Фото Ростислава ГОРДОНА

Фото Ростислава ГОРДОНА


— Уже не помню. Последние годы мы очень мало общались. Он был, так скажем, в тени Януковича. И, видимо, мешал. Потому что поднималась новая поросль, которой он мешал в первую очередь.

— Когда вы в последний раз видели Виктора Януковича или говорили с ним?

— Это было на заседании фракции в январе 2014 года.

— Что вы говорили? Что он говорил?

— Ничего не говорил практически. Зашел в помещение рядом с залом, где мы заседали, и вел переговоры с лидерами оппозиции.

— А когда вышел оттуда, что сказал?

— Вышел к нам и сказал, что серьезное положение, надо принимать законы.

— После этого вы проголосовали за «законы 16 января»?

— Да, это как раз тогда было. После этого проголосовали за «законы 16 января». Но за что мы голосовали, мы тогда не знали.

— Вы сейчас понимаете, что это было ужасно? Если бы тогда понимали, вы бы голосовали?

— Мы их не читали — это раз. Не обсуждали — это два. Было примерно так: «За что голосуем?». — «Против балаклав». Плюс — в зале оппозиция, вполне понятно, поднялась с целью сорвать голосование. В парламенте, как правило, что наступает? Стенка на стенку. «Ах, вы так? А мы — вот так!». Крик. Голосуем против балаклав, против дубин, против еще чего-то. Все голосуют. Я не отказываюсь, что голосовал. Я голосовал именно за это. А обсуждения текстуальной части этих законов не было.

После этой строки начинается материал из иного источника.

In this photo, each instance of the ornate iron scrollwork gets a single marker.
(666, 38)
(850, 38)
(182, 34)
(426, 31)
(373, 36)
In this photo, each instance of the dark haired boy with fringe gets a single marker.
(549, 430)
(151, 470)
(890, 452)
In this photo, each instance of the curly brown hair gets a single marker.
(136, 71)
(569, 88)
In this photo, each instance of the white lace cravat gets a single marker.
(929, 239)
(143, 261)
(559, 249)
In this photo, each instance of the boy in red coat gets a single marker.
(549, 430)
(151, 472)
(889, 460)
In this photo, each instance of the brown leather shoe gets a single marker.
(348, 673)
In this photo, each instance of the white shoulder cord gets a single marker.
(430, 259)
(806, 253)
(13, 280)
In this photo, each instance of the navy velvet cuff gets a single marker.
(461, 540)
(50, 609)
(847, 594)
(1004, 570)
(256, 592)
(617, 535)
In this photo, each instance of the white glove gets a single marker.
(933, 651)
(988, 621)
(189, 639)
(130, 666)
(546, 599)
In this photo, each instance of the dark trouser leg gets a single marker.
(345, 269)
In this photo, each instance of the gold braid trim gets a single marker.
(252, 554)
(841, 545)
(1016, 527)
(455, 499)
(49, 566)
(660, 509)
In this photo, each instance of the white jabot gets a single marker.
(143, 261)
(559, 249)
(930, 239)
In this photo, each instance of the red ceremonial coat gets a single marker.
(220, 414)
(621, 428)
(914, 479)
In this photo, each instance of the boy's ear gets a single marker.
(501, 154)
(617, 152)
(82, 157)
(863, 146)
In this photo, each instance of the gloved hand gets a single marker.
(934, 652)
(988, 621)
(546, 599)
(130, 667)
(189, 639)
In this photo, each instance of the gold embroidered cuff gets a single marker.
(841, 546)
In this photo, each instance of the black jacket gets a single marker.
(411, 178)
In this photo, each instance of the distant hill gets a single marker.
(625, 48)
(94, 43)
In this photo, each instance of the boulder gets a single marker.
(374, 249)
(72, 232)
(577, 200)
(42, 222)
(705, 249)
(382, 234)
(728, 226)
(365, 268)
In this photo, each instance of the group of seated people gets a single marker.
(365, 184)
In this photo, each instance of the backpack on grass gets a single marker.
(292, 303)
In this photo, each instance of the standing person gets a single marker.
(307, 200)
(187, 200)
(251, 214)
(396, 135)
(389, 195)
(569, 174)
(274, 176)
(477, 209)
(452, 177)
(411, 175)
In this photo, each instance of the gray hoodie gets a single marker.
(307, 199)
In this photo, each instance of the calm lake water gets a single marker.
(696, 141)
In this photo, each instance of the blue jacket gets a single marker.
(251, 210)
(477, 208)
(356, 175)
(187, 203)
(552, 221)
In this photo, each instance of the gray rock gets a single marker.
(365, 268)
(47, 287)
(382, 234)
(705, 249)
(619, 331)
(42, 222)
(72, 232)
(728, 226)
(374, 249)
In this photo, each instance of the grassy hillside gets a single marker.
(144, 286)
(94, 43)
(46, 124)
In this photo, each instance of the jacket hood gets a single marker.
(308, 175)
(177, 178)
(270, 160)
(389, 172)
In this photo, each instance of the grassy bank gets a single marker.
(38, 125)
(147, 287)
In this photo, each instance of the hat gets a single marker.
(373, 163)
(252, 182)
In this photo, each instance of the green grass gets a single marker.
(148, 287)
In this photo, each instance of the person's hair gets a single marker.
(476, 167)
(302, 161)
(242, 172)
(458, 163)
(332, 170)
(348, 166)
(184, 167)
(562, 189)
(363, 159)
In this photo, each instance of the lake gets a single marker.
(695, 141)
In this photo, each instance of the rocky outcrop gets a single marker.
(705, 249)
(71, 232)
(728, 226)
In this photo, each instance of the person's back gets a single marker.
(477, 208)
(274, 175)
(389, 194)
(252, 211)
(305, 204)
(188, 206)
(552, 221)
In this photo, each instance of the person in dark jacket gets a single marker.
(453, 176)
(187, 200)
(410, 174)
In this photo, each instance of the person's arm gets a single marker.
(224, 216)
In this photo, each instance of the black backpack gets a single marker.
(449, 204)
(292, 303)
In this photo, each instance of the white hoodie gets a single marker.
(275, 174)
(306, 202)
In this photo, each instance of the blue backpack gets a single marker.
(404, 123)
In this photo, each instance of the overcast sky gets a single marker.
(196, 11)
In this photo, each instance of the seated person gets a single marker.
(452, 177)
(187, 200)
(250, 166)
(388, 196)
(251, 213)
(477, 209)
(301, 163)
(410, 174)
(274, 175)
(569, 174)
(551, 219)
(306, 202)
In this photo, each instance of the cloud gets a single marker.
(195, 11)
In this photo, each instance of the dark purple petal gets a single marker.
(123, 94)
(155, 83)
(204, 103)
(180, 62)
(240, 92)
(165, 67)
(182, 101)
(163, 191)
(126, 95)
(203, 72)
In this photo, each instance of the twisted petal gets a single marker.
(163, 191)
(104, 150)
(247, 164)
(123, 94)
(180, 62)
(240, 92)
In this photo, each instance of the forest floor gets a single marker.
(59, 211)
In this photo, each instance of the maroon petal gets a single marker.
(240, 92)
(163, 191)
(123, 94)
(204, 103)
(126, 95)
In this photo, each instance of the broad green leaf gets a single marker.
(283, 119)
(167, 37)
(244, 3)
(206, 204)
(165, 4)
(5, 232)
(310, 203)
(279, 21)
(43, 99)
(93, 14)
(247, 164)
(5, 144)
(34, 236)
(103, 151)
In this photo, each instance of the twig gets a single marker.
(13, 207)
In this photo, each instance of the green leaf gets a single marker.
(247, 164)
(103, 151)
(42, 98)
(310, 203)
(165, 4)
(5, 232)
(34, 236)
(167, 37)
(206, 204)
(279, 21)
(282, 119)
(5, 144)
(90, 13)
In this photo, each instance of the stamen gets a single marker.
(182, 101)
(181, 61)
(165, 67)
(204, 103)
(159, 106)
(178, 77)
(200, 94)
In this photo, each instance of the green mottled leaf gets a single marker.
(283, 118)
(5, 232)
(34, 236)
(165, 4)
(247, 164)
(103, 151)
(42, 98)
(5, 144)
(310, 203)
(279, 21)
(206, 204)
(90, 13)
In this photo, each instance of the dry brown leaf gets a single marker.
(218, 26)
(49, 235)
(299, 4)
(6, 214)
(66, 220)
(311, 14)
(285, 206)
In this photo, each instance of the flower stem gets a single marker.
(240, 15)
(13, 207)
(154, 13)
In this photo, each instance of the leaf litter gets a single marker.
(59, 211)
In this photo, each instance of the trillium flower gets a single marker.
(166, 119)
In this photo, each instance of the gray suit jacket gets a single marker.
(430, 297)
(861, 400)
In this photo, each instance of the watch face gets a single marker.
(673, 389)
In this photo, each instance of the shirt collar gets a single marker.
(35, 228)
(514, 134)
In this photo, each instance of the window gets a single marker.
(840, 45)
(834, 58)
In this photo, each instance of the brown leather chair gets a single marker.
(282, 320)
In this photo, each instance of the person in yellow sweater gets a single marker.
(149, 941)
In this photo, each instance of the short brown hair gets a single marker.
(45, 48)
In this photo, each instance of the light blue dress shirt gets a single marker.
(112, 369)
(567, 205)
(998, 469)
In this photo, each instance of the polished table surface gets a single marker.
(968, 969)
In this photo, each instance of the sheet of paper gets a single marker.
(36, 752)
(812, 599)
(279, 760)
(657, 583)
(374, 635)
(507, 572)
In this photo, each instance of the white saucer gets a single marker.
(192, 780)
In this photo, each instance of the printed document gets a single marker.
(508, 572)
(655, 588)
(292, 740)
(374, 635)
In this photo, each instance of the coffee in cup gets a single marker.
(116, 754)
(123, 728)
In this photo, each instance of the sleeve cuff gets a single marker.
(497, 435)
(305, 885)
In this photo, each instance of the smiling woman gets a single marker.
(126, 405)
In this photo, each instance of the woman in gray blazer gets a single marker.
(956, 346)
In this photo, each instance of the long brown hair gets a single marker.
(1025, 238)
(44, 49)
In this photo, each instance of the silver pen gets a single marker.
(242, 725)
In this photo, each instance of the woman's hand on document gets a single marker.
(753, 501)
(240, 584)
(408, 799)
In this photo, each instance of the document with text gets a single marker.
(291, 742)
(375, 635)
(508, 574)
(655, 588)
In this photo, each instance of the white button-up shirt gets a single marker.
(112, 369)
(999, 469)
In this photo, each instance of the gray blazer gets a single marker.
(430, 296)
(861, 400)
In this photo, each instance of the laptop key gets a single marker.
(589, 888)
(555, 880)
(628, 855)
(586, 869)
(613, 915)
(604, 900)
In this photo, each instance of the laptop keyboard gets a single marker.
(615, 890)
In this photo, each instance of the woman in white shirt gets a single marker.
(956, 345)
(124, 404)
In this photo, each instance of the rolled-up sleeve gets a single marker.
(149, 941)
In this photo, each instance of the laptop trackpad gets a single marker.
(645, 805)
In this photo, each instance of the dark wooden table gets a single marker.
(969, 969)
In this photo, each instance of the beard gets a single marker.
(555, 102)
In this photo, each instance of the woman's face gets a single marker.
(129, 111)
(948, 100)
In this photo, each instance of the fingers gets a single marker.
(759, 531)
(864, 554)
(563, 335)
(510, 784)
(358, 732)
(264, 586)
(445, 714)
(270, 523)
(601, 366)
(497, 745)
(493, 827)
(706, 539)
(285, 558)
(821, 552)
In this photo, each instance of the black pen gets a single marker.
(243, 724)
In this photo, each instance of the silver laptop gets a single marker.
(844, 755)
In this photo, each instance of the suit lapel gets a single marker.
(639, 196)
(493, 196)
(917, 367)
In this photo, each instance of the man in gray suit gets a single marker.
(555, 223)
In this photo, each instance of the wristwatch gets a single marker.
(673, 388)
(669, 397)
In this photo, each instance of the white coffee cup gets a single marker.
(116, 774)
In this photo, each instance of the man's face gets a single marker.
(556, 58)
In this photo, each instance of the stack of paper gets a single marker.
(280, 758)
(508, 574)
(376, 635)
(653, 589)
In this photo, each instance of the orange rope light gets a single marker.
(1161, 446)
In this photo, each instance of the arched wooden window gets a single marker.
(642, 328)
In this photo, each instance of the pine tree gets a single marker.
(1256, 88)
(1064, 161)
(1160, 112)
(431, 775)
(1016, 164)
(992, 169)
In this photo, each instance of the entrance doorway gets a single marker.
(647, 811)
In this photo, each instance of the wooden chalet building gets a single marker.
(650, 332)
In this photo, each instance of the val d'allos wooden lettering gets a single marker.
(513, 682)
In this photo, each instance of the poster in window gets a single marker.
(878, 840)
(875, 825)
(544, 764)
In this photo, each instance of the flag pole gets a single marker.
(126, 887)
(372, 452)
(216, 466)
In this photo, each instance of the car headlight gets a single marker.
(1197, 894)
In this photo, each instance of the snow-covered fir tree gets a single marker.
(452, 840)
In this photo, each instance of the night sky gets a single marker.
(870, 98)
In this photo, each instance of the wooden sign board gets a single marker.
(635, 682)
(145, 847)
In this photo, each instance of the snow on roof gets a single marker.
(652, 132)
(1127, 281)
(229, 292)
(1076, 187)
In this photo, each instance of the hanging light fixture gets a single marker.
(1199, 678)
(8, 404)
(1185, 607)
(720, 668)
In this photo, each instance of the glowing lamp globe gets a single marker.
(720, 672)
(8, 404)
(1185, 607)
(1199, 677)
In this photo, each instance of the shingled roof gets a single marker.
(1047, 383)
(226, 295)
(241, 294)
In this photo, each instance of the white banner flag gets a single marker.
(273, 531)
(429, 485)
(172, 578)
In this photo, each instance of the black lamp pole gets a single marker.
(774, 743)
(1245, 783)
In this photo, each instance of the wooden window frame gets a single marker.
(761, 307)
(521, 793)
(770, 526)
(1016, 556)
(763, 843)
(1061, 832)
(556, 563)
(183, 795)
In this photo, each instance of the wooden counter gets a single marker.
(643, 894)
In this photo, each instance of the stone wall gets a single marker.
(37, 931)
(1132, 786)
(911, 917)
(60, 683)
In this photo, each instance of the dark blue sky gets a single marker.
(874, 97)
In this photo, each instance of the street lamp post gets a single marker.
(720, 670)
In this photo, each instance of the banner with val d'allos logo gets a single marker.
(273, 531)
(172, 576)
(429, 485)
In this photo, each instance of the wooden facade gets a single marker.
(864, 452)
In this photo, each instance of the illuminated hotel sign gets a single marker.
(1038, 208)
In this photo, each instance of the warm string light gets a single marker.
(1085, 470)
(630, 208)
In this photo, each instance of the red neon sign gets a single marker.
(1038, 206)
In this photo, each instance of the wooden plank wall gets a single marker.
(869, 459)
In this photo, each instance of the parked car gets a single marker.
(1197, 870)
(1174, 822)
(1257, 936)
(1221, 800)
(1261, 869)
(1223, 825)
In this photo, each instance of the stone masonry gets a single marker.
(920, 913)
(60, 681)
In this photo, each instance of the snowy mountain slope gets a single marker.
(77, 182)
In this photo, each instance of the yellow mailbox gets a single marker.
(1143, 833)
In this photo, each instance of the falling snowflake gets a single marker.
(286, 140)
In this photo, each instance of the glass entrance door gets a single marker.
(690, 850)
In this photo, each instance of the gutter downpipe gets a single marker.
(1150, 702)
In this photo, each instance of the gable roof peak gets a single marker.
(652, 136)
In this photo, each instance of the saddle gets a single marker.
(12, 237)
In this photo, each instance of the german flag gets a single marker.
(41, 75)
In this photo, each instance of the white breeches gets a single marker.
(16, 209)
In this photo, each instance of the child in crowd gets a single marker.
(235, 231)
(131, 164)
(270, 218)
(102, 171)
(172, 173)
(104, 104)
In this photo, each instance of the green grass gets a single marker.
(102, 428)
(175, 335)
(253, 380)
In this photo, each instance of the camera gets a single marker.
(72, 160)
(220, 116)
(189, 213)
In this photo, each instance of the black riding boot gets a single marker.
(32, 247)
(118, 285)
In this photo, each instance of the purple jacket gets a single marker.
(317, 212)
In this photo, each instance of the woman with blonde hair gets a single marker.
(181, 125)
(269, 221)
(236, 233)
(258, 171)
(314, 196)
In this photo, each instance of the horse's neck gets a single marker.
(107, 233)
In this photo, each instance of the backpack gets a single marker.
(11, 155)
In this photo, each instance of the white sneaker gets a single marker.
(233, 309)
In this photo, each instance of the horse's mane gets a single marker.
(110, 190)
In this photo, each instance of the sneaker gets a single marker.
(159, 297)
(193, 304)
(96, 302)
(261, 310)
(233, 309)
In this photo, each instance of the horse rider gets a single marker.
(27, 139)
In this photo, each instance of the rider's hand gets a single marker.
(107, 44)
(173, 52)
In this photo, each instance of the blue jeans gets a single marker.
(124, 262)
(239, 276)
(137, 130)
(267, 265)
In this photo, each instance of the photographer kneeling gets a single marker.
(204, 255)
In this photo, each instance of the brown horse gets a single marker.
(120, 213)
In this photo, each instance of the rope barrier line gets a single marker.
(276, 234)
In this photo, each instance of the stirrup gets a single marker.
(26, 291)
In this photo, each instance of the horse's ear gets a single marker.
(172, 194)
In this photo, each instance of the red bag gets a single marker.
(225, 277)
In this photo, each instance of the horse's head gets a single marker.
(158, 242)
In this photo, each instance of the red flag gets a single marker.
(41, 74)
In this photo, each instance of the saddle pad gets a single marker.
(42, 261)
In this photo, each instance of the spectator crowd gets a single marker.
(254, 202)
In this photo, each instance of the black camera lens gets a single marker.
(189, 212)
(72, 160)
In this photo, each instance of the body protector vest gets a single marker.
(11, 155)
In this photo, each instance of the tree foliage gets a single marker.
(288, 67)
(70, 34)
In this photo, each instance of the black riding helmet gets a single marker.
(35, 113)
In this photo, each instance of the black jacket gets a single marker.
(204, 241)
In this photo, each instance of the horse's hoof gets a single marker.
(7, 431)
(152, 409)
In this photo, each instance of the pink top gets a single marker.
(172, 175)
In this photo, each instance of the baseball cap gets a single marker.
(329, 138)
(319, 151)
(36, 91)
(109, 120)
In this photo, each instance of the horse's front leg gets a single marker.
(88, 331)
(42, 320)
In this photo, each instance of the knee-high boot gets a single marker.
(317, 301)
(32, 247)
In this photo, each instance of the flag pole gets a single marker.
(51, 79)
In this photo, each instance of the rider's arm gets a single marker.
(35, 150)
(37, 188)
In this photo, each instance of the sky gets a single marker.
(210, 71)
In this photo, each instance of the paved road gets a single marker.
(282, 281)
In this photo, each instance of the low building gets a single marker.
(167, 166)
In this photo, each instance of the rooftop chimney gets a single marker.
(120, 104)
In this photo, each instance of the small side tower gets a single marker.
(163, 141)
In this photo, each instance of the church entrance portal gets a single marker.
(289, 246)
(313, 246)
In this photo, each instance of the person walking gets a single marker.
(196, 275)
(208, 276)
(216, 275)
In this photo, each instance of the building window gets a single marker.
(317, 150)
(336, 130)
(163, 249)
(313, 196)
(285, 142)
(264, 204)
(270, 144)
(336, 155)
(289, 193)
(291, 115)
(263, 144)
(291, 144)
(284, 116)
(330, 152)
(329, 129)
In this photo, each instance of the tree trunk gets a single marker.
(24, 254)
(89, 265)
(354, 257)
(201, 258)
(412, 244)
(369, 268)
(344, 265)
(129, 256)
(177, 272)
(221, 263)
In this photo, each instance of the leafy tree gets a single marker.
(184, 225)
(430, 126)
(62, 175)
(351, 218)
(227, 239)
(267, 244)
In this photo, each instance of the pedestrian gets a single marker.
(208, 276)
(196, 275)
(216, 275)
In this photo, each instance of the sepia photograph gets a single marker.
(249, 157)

— Тогда реально такой авторитет у Януковича был, что если он сказал как лидер: «Голосуем — и все!» — никто даже не подвергал это сомнению?

— Практически никто. Попытки иногда были, одиночные. Но они пресекались.

«Я очень хорошо эту кухню представляю. Идут доклады президенту России от спецслужб такого содержания: «Народ Украины вас ждет»

— Виталий Тытыч, адвокат семей Не­бесной сотни, в интервью интернет-изданию «ГОРДОН» сказал, что все самые кровавые события на Майдане — это провокации, организованные и реализованные с помощью московских агентов. Для чего? Чтобы в итоге развернуть сценарий так называемой гражданской войны на Донбассе и аннексировать Крым. Как вы относитесь к этой версии?

— С большим сомнением. Потому что я до сих пор не уверен, что в конце февраля 2014 года существовал четкий план Кремля по захвату всего Крыма. У меня свое мнение, свой анализ. Безусловно, Кремль не мог не воспользоваться той ситуацией, которая возникла в Украине. Да, номинально власть в Украине была в стадии формирования. Но она еще не взяла на себя все рычаги управления государством. Если она пыталась управлять государством, это еще не означало, что уп­равление достигало точечно всех «верств населення» и всех территорий нашей страны. Жесткого управления государст­вом и не могло еще быть. Нет управления Во­оруженными силами. Ситуацию в СБУ, МВД и Вооруженных силах мы прекрасно знаем. Послушайте, как этим не воспользоваться, когда все идет тебе в руки?

— Но было ведь подготовлено то, чем можно воспользоваться?

— Безусловно. Я представляю очень хорошо эту кухню. Когда идут доклады президенту Российской Федерации от спецслужб примерно такого содержания: «Народ Украины ждет вас. Харьков, Днепропетровск, Херсон, Одесса — ждут с хлебом-солью».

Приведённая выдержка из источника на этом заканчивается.